Abstract 950: Functional characterization of atypical somatic variants in the Gundersen Precision Oncology Cohort

Abstract

Abstract The generation and widespread sharing of large somatic mutation datasets has revolutionized our understanding of genetic mechanisms driving cancer initiation and progression. For well-understood mutations, this has created the opportunity for individualized therapeutic intervention in a wide range of malignancies. Beyond these well-characterized mutations, there exists a wide range of alterations that remain poorly understood and which require some kind of functional genomics analysis to determine whether such patients are eligible for the targeted therapy used for more typical mutations in that gene, whether these alterations are passenger mutations that don’t affect throughput on the associated signaling pathway, or reflect another more nuanced phenomenon.
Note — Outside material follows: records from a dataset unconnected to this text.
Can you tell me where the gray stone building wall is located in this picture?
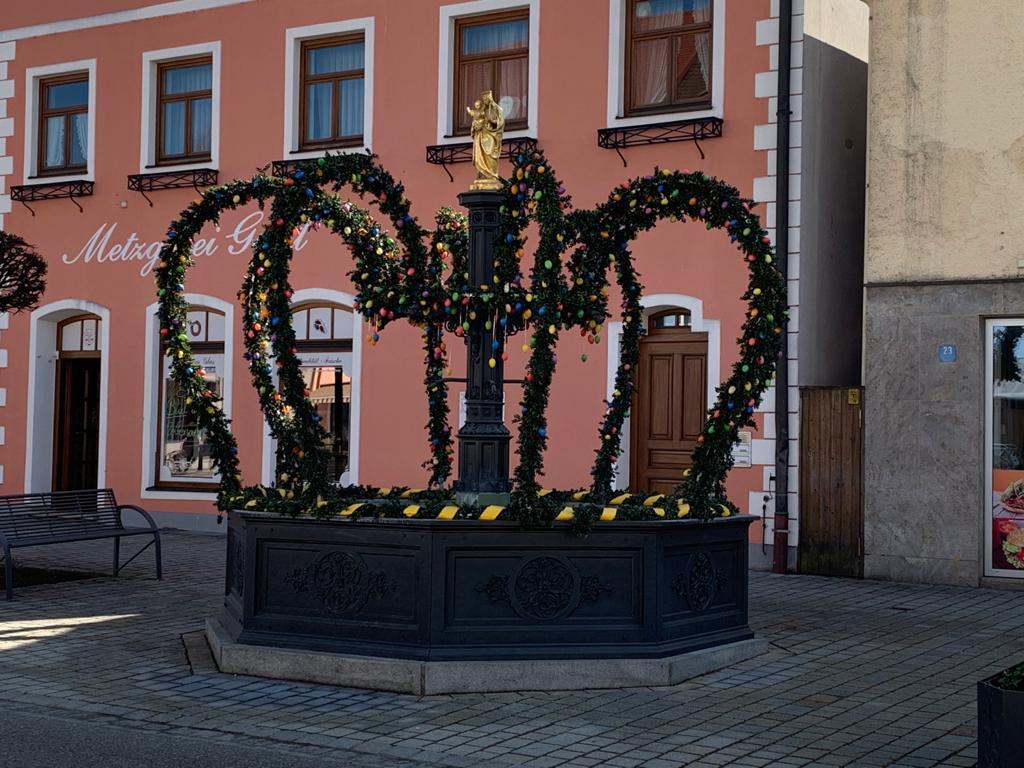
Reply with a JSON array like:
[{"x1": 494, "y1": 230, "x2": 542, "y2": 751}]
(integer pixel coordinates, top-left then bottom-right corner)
[{"x1": 864, "y1": 280, "x2": 1024, "y2": 586}]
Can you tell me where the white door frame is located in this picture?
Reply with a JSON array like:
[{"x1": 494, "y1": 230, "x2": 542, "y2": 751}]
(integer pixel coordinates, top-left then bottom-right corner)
[
  {"x1": 605, "y1": 293, "x2": 722, "y2": 490},
  {"x1": 25, "y1": 299, "x2": 111, "y2": 494}
]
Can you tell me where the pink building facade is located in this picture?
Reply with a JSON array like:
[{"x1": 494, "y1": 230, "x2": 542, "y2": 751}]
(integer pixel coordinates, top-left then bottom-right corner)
[{"x1": 0, "y1": 0, "x2": 862, "y2": 565}]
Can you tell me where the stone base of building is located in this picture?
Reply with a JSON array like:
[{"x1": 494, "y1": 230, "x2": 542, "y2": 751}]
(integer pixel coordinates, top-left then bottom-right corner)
[
  {"x1": 864, "y1": 281, "x2": 1024, "y2": 586},
  {"x1": 206, "y1": 618, "x2": 768, "y2": 696}
]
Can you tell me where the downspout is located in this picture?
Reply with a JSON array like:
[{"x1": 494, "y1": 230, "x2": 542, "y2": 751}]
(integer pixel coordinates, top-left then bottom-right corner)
[{"x1": 771, "y1": 0, "x2": 793, "y2": 573}]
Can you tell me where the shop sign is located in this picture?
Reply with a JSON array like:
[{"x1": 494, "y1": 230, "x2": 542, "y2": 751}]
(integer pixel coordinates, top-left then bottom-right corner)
[{"x1": 61, "y1": 211, "x2": 310, "y2": 278}]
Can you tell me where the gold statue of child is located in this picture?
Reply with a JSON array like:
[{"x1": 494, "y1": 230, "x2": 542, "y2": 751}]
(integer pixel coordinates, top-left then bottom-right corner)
[{"x1": 466, "y1": 91, "x2": 505, "y2": 189}]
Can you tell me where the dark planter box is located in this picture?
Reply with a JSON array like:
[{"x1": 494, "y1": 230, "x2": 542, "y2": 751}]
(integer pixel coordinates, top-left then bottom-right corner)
[
  {"x1": 221, "y1": 512, "x2": 754, "y2": 660},
  {"x1": 978, "y1": 675, "x2": 1024, "y2": 768}
]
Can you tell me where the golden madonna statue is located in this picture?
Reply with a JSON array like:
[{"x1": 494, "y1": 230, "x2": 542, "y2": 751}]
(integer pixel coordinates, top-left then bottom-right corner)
[{"x1": 466, "y1": 91, "x2": 505, "y2": 189}]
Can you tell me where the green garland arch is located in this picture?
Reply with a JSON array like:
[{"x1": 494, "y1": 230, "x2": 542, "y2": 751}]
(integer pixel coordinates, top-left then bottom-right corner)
[{"x1": 157, "y1": 152, "x2": 785, "y2": 523}]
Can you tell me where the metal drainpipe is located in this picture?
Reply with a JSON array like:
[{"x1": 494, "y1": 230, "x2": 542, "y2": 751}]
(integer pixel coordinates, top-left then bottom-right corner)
[{"x1": 771, "y1": 0, "x2": 793, "y2": 573}]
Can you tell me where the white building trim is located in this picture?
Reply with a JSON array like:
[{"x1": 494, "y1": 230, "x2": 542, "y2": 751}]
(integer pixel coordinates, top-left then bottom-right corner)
[
  {"x1": 260, "y1": 288, "x2": 362, "y2": 485},
  {"x1": 745, "y1": 0, "x2": 804, "y2": 547},
  {"x1": 138, "y1": 40, "x2": 220, "y2": 173},
  {"x1": 605, "y1": 293, "x2": 722, "y2": 489},
  {"x1": 22, "y1": 58, "x2": 96, "y2": 184},
  {"x1": 437, "y1": 0, "x2": 541, "y2": 144},
  {"x1": 0, "y1": 43, "x2": 16, "y2": 229},
  {"x1": 607, "y1": 0, "x2": 726, "y2": 128},
  {"x1": 0, "y1": 0, "x2": 254, "y2": 43},
  {"x1": 139, "y1": 293, "x2": 234, "y2": 502},
  {"x1": 284, "y1": 16, "x2": 376, "y2": 160},
  {"x1": 25, "y1": 299, "x2": 111, "y2": 494}
]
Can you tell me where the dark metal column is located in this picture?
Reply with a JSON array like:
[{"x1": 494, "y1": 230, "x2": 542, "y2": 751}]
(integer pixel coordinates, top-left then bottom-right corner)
[{"x1": 455, "y1": 189, "x2": 511, "y2": 494}]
Whether using ectopic overexpression in cell lines or generation of genetically modified mice, addressing this problem at scale using functional genomics approaches is challenging. A key limitation is the absence of the original tissue context in which that variant co-evolved with other genetic alterations as well as data on the clinical response of the patient to successive lines of therapy. This can be addressed, in part, by the banking of tissue from patient cohorts who have had comprehensive genomic profiling as part of their routine clinical care. The Gundersen Precision Oncology Cohort is a growing dataset of FFPE specimens and longitudinal clinical data from more than 750 patients who have had comprehensive cancer genome profiling using assays from a wide range of diagnostic companies. We use this resource for biomarker discovery and functional classification of many atypical cancer variants. Current subgroups include atypical point mutations in BRAF, ERBB2 and ERBB3, as well as fusions affecting BRAF, PIK3CA and ROS1. We present examples illustrating the value of this approach for classification of variants detected in a range of tumor types. Citation Format: Peter Feiszt, Paraic A. Kenny. Functional characterization of atypical somatic variants in the Gundersen Precision Oncology Cohort [abstract]. In: Proceedings of the American Association for Cancer Research Annual Meeting 2024; Part 1 (Regular Abstracts); 2024 Apr 5-10; San Diego, CA. Philadelphia (PA): AACR; Cancer Res 2024;84(6_Suppl):Abstract nr 950.